Она была уверена, что машина остановится, но та вскоре скрылась за подъемом впереди. Она уже совсем пропала из виду, когда, обессилев, Рослин добралась до подъема. Впереди была только пыль да песок. Невероятно, но Изабелла оставила ее здесь одну, за много миль от Дар-Эрль-Амры. Ее душили слезы и гнев.

Какой же она оказалась простушкой! Как она только могла поверить Изабелле? Ведь предупреждал же ее Тристан, что женщины, подобные Изабелле, могут быть чудовищно мстительной из-за обуревающей их ревности?

Но, нет… Не может быть. Сейчас она вернется за ней. Даже Изабелла не могла быть настолько жестокой, чтобы оставить ее одну на дороге, посреди пустыни, в нескольких милях от дома… теперь, когда надвигается буря.

Рослин сжала губы и начала с трудом идти вперед, каждую секунду ожидая, что вот-вот ее нагонит машина с открытым верхом. В руке она сжимала шифоновый шарф.

Скоро ее хлопчатобумажное платьице прилипло к телу, а ногам стало горячо от раскаленного асфальта, потому что тонкие подошвы сандалий были плохой защитой. Она решила, что легче будет идти по песчаной обочине, где песок под ногами хрустел, как крошки хлебных сухарей.

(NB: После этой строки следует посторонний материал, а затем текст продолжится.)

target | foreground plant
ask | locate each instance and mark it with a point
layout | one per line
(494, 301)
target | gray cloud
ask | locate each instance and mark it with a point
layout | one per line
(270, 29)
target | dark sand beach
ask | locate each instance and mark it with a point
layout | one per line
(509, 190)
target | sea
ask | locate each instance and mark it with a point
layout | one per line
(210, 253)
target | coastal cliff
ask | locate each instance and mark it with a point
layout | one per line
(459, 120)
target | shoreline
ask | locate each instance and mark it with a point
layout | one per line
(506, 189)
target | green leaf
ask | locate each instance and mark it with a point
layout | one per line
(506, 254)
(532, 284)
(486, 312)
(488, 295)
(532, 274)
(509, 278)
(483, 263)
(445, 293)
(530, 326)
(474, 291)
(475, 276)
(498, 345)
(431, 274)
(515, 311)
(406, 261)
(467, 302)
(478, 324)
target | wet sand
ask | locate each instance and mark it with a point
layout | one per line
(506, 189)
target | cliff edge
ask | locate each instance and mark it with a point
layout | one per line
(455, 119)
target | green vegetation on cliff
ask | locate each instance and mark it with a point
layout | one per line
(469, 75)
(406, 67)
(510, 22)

Она пыталась подсчитать, сколько ей потребуется времени, чтобы пешком добраться до плантаций. Она и это чудовище проехали на машине минут пятнадцать, а это значит, что она была достаточно далеко от дома. Ночь наступит прежде, чем она доберется до Дар-Эрль-Амры. Взглянув на небо, она поняла, что скоро начнется буря.

Солнце заволокла темная дымка, и оно было похоже на котел с расплавленным золотом. Это было тягучее густое золото, которое не выливалось из котла, но от которого шло вязкое тепло. Рослин испытывала благодарность, так как уж лучше было медленно свариться, чем быстро зажариться.

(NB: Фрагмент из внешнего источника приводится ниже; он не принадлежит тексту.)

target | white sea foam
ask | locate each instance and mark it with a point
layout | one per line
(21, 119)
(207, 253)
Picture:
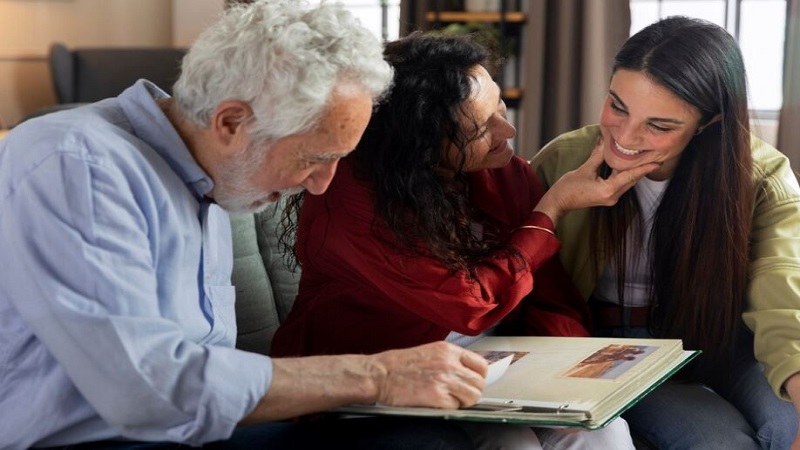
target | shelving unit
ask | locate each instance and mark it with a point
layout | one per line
(508, 20)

Что они подумают там, в Дар-Эрль-Амре, когда Изабелла вернется одна, без нее?

Да, ничего, напомнила она себе. Ведь она никому не сказала, что отправляется на прогулку — даже Нанетт. Тристан же закрылся у себя в комнате и даже обедал там, потому что работал над каким-то отрывком из оперы. Она не видела его с самого утра. И лучше бы она совсем не видела Дуэйна сегодня утром. Ведь именно их разговор стал причиной и теперешних злоключений.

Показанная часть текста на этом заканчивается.